The failure of the templates to anticipate the communication of seasonal hours, holiday weekends, vacations and other contingencies, typically prompt additional signs to amend the base store hours. Some businesses choose to explicitly communicate uncertainty and variance through their signs. Many of the observed failures appear to stem from an acceptance of casual notes and visible fixes as a means of communicating a local, non-corporate enterprise.


Digital signs offer the promise to ameliorate many of the failures and limitations of changeable mechanical and adhesive systems. LED screens, installed as part of city or corporate sign systems, offer easily updated transportation route numbers and gas prices. Fluid grids of pixels offer the potential for instant updates and reduced failure rates with the exception of malfunctions that expose underlying code, an absence of data, or system shutdown.

But readily accessible and affordable digital signs displayed by small businesses present a different set of potential failures. These signs typically offer small screen size, limited typographic choices and preprogrammed transitions. The ill considered parsing of messages into endlessly repeating loops often result in a failure to communicate clearly without a time investment by viewer to piece together the fractured message. Additional options including stock images and transitions can easily be used in ways that obscure basic hours and prices, adding complexity to the messages conveyed.

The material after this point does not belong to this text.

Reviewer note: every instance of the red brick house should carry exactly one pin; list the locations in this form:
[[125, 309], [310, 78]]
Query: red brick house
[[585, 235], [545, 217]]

Despite promised seamlessness, each new technology has limitations evidenced in failure and expedient workarounds. Future delivery of everyday information will likely be through RIFD (Radio Frequency Identification), allowing cell phone users to receive hours and prices based on their proximity to a business. The design and distribution of systems and default templates used in everyday communcation is a fertile area for designers wanting to make an impact on typographic failure.